Amy Allocco has received a Collaborative International Research Grant from the American Academy of Religion to support joint fieldwork in India, a symposium, and a special journal issue with a colleague from the University of Helsinki.

Amy Allocco, associate professor of religious studies and director of the Multifaith Scholars Program, has been awarded a Collaborative International Research Grant (CIRG) from the American Academy of Religion (AAR). She applied for this grant along with Xenia Zeiler, associate professor of South Asian studies at the University of Helsinki, Finland, to support a joint project titled “Sweetening and Intensification: Processes and Currents Shaping Hindu Practices in Contemporary South Asia and its Diasporas.”

Amy Allocco, associate professor of religious studies and director of the Multifaith Scholars Program

Their research project analyzes two converging and diverging currents associated with Hindu deities, beliefs and ritual practices in contemporary South Asian communities, namely “sweetening” and “intensification.” It examines the move to, on the one hand, standardize ritual practices, mellow divine personalities and mainstream theologies alongside efforts to, on the other, insist on the continuing relevance of more rigorous (frequently marginalized) religious practices and beliefs.

While we have historically seen and continue to witness movements to soften or mute the fiercer aspects of some Hindu gods’/goddesses’ representations, iconography and ritual practices, we also see contemporary assertions of these representations and practices as intrinsic and an insistence on continuing them. This project takes an inclusive approach as it brings these two threads – sweetening and intensification – into sustained conversation with the aim of enriching our collective scholarly understanding of the diverse ways that Hindu beliefs and practices are negotiated and contested in contemporary contexts.

The $5,000 grant will support short-term, joint fieldwork in South India this summer focused specifically on the relationship of these alternately competing and coexisting streams. It will also support Zeiler’s and Allocco’s participation at The 49th Annual Conference on South Asia in Madison, Wisconsin, in October 2020, where the two will present some of their findings in the context of a full-day symposium they are convening on this theme. The planned symposium will feature presentations on sweetening and intensification from a dozen scholars representing diverse methodologies, content expertise, and career stages. Allocco and Zeiler anticipate publishing select papers from the symposium in a special co-edited journal issue.

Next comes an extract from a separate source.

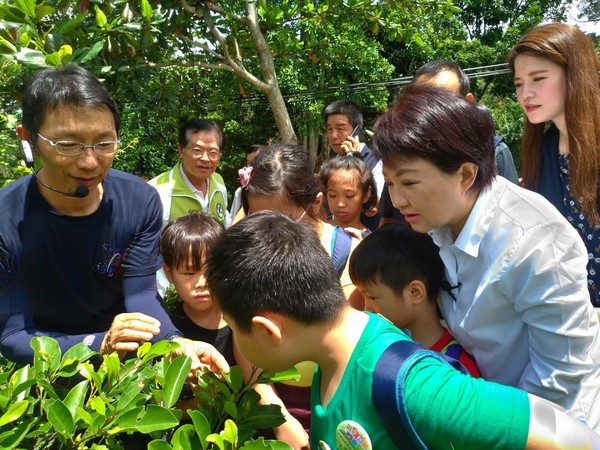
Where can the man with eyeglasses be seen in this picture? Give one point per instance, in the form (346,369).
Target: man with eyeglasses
(79,240)
(193,184)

Associate Professor Xenia Zeiler of the University of Helsinki

Zeiler’s research is situated at the intersection of digital media, religion and culture in India and the worldwide Indian community. Her research foci are digital Hinduism, global Hinduism, and Tantric traditions. She is author of a monograph on current transformations of Tantric traditions in India and on numerous articles and book chapters on mediatized and digital Hinduism, on Indian video games and cultural heritage, and on popular and festival culture in India and beyond. Her textual and field research on lesser-known Hindu Goddesses of North India complements Allocco’s work on South India’s Goddess traditions.

Zeiler presented a lecture titled “Contextualizing Tantric Traditions in Contemporary India: The Goddess Dhūmāvatī” at Elon in 2018, which is when the plans for their collaborative project took root. Zeiler then applied for a grant from the University of Helsinki’s Faculty of Arts to bring Allocco to Finland in 2019 as a short-term visiting researcher to further their research collaboration. While there, Allocco presented an invited lecture, “Ritual Relationships with the Dead in South Indian Hinduism.” It was during this visit that the pair drafted their collaborative grant proposal, which they submitted to the AAR in October 2019.

The AAR’s CIRG initiative is intended to support generative research collaborations between and among scholars located in different geographical regions who wish to pursue focused, joint projects in any area of the study of religion. The pair will be honored at the AAR Annual Meeting in Boston in November 2020 for receiving the CIRG award.